The GLEU (Google-BLEU) score evaluator measures the similarity between generated and reference texts by evaluating n-gram overlap, considering both precision and recall. This balanced evaluation, designed for sentence-level assessment, makes it ideal for detailed analysis of translation quality. GLEU is well-suited for use cases such as machine translation, text summarization, and text generation.
Usage
eval_fn = GleuScoreEvaluator() result = eval_fn( answer="Tokyo is the capital of Japan.", ground_truth="The capital of Japan is Tokyo.")
Output format
{ "gleu_score": 0.41 }
- __call__(*, ground_truth: str, answer: str, **kwargs)#
Evaluate the GLEU score between the answer and the ground truth.
- Parameters:
answer (str) – The answer to be evaluated.

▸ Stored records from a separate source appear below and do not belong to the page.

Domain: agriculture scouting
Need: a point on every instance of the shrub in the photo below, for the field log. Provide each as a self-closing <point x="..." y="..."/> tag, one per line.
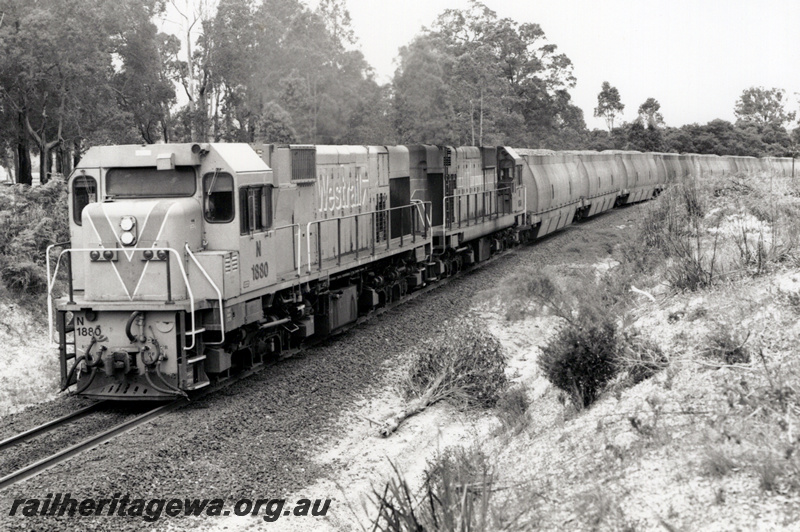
<point x="464" y="364"/>
<point x="581" y="358"/>
<point x="24" y="278"/>
<point x="456" y="495"/>
<point x="638" y="357"/>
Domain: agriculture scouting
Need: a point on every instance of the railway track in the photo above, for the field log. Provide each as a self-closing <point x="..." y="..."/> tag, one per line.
<point x="128" y="425"/>
<point x="82" y="446"/>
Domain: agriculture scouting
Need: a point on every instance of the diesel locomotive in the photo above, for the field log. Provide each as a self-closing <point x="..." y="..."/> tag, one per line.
<point x="188" y="262"/>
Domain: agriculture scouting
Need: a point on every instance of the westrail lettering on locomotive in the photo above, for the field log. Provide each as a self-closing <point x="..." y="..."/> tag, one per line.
<point x="341" y="190"/>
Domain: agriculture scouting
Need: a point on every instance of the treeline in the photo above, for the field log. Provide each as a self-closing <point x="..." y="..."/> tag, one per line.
<point x="761" y="128"/>
<point x="76" y="73"/>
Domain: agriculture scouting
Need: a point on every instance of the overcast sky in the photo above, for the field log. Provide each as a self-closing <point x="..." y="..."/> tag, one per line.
<point x="694" y="56"/>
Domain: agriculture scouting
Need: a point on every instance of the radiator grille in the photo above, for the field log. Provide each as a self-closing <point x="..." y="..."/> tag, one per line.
<point x="231" y="263"/>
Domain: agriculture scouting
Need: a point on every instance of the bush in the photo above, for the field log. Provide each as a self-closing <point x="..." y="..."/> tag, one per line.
<point x="581" y="358"/>
<point x="465" y="364"/>
<point x="456" y="496"/>
<point x="31" y="218"/>
<point x="24" y="278"/>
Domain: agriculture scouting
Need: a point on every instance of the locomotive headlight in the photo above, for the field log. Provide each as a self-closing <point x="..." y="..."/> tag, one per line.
<point x="127" y="238"/>
<point x="127" y="223"/>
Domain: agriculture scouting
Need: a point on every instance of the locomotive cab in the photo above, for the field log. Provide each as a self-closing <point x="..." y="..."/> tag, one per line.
<point x="155" y="233"/>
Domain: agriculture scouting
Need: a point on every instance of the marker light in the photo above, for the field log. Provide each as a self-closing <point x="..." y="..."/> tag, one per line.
<point x="127" y="223"/>
<point x="127" y="238"/>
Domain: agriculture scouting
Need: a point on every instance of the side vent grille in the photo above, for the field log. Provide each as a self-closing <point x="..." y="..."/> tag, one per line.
<point x="231" y="262"/>
<point x="304" y="163"/>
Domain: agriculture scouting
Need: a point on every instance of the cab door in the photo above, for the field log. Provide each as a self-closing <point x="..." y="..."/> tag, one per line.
<point x="259" y="262"/>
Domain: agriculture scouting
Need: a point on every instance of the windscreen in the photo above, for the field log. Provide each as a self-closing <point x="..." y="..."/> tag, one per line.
<point x="148" y="182"/>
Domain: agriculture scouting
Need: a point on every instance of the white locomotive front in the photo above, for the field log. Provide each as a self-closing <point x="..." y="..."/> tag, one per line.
<point x="153" y="243"/>
<point x="188" y="262"/>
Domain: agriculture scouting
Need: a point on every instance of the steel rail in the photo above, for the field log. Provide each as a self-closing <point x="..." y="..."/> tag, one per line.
<point x="50" y="425"/>
<point x="90" y="443"/>
<point x="87" y="444"/>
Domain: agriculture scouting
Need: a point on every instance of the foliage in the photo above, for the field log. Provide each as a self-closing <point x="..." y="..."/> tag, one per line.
<point x="609" y="104"/>
<point x="457" y="495"/>
<point x="649" y="113"/>
<point x="30" y="220"/>
<point x="474" y="78"/>
<point x="580" y="359"/>
<point x="763" y="107"/>
<point x="58" y="78"/>
<point x="464" y="364"/>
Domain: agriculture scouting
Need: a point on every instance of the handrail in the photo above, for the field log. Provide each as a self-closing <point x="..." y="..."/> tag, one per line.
<point x="154" y="248"/>
<point x="50" y="288"/>
<point x="219" y="298"/>
<point x="339" y="219"/>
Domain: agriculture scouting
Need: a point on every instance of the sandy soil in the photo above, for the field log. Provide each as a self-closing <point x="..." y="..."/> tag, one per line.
<point x="29" y="365"/>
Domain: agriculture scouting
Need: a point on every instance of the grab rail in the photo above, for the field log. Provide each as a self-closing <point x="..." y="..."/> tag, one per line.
<point x="372" y="216"/>
<point x="51" y="283"/>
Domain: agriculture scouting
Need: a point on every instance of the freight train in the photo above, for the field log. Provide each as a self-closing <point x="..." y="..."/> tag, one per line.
<point x="189" y="262"/>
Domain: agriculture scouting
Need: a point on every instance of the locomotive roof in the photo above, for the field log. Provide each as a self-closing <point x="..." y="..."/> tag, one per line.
<point x="239" y="157"/>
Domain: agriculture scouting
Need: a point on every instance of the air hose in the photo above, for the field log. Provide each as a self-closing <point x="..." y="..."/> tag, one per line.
<point x="171" y="389"/>
<point x="90" y="361"/>
<point x="135" y="314"/>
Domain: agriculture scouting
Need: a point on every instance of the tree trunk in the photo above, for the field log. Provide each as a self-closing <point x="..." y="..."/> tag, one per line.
<point x="76" y="152"/>
<point x="480" y="130"/>
<point x="23" y="156"/>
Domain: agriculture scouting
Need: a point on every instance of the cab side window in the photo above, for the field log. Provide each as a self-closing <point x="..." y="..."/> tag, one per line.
<point x="255" y="208"/>
<point x="84" y="192"/>
<point x="218" y="197"/>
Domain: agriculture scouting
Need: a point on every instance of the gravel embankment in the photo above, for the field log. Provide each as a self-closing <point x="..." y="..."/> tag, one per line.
<point x="253" y="439"/>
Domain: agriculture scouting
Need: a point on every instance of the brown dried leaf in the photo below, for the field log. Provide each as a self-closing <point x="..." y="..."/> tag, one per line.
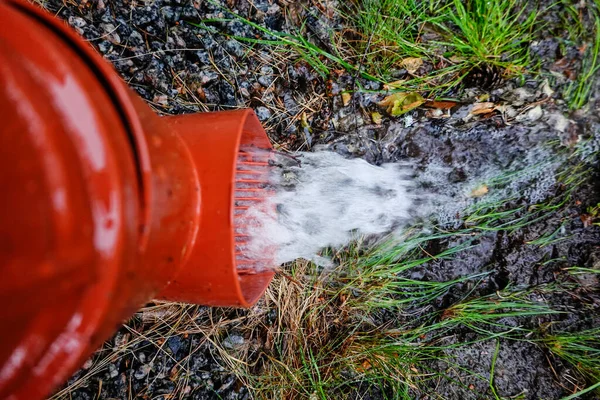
<point x="442" y="105"/>
<point x="482" y="108"/>
<point x="411" y="64"/>
<point x="399" y="103"/>
<point x="346" y="97"/>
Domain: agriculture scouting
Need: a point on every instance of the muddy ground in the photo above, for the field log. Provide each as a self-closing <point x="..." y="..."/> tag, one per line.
<point x="180" y="68"/>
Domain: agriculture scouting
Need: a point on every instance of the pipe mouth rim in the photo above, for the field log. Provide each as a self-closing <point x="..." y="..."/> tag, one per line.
<point x="251" y="282"/>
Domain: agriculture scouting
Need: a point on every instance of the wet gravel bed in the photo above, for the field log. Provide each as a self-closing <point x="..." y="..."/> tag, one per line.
<point x="179" y="68"/>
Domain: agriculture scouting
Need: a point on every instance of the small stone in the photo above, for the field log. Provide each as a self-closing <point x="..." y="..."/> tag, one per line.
<point x="233" y="341"/>
<point x="77" y="22"/>
<point x="142" y="371"/>
<point x="535" y="113"/>
<point x="208" y="76"/>
<point x="266" y="76"/>
<point x="88" y="364"/>
<point x="112" y="371"/>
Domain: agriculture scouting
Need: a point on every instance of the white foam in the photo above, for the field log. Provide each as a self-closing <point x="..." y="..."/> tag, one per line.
<point x="327" y="202"/>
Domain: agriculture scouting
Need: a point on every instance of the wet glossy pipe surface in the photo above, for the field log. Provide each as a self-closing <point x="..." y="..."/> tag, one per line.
<point x="104" y="203"/>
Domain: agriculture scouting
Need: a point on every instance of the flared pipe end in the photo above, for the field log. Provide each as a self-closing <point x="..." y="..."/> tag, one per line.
<point x="212" y="273"/>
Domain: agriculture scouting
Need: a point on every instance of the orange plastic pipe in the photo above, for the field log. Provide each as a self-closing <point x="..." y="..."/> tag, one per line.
<point x="104" y="205"/>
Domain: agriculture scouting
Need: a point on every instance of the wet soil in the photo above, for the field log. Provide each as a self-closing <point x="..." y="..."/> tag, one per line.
<point x="179" y="68"/>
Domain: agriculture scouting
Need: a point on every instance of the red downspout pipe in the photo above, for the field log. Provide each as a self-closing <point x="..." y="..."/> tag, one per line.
<point x="104" y="205"/>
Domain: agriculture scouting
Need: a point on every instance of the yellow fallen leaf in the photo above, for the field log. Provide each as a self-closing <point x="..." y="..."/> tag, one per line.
<point x="304" y="120"/>
<point x="399" y="103"/>
<point x="346" y="97"/>
<point x="480" y="191"/>
<point x="394" y="85"/>
<point x="376" y="118"/>
<point x="482" y="108"/>
<point x="411" y="64"/>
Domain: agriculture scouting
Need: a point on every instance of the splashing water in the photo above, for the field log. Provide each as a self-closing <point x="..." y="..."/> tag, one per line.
<point x="324" y="200"/>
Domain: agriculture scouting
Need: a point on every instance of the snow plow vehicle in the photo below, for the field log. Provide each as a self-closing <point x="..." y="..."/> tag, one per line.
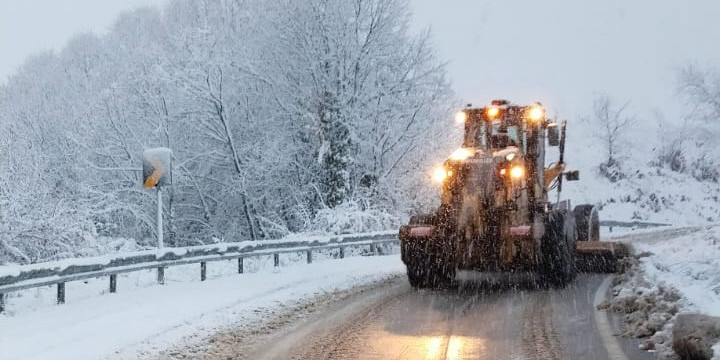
<point x="495" y="214"/>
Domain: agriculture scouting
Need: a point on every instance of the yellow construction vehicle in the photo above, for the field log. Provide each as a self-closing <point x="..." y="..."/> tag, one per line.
<point x="495" y="214"/>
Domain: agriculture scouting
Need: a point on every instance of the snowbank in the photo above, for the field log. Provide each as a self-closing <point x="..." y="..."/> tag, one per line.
<point x="133" y="323"/>
<point x="677" y="272"/>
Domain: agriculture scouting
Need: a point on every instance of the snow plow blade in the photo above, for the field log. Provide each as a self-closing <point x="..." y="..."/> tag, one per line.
<point x="600" y="256"/>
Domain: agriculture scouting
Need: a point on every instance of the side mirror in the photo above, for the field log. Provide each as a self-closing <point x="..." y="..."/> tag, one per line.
<point x="572" y="175"/>
<point x="553" y="134"/>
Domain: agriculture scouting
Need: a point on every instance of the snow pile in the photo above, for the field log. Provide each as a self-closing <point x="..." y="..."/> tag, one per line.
<point x="352" y="217"/>
<point x="674" y="273"/>
<point x="647" y="308"/>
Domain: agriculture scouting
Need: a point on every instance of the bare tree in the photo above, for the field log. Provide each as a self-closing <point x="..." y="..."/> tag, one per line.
<point x="612" y="124"/>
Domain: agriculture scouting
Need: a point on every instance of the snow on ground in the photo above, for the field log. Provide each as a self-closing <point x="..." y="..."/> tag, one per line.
<point x="139" y="320"/>
<point x="690" y="264"/>
<point x="686" y="260"/>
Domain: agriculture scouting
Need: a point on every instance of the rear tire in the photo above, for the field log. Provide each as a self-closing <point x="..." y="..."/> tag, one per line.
<point x="587" y="222"/>
<point x="558" y="249"/>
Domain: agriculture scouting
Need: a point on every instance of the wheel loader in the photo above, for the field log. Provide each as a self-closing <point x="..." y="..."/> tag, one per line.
<point x="495" y="213"/>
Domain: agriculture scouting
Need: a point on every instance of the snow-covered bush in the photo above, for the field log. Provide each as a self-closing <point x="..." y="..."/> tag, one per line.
<point x="352" y="217"/>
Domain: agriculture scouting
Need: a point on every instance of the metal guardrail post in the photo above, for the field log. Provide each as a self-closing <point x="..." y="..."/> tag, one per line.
<point x="61" y="293"/>
<point x="113" y="283"/>
<point x="161" y="275"/>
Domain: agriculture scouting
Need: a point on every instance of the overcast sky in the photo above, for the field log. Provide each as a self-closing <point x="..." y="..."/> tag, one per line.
<point x="561" y="52"/>
<point x="31" y="26"/>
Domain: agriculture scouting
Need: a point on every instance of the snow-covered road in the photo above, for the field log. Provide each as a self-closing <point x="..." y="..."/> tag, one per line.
<point x="143" y="322"/>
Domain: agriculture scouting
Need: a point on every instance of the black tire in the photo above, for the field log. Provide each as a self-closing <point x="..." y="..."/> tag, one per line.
<point x="424" y="271"/>
<point x="587" y="221"/>
<point x="558" y="249"/>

ground_truth (str) – The ground truth to be compared against.
- Returns:
The GLEU score.
- Return type:
dict
- class promptflow.evals.evaluators.GroundednessEvaluator(model_config: Union[AzureOpenAIModelConfiguration, OpenAIModelConfiguration])#
Bases:
object
Initialize a groundedness evaluator configured for a specific Azure OpenAI model.
- Parameters:
model_config (Union[AzureOpenAIModelConfiguration, OpenAIModelConfiguration]) – Configuration for the Azure OpenAI model.
Usage
eval_fn = GroundednessEvaluator(model_config) result = eval_fn( answer="The capital of Japan is Tokyo.", context="Tokyo is Japan's capital, known for its blend of traditional culture and technological advancements.")
Output format
{ "gpt_groundedness": 5 }
- __call__(*, answer: str, context: str, **kwargs)#
Evaluate groundedness of the answer in the context.
- Parameters:
answer (str) – The answer to be evaluated.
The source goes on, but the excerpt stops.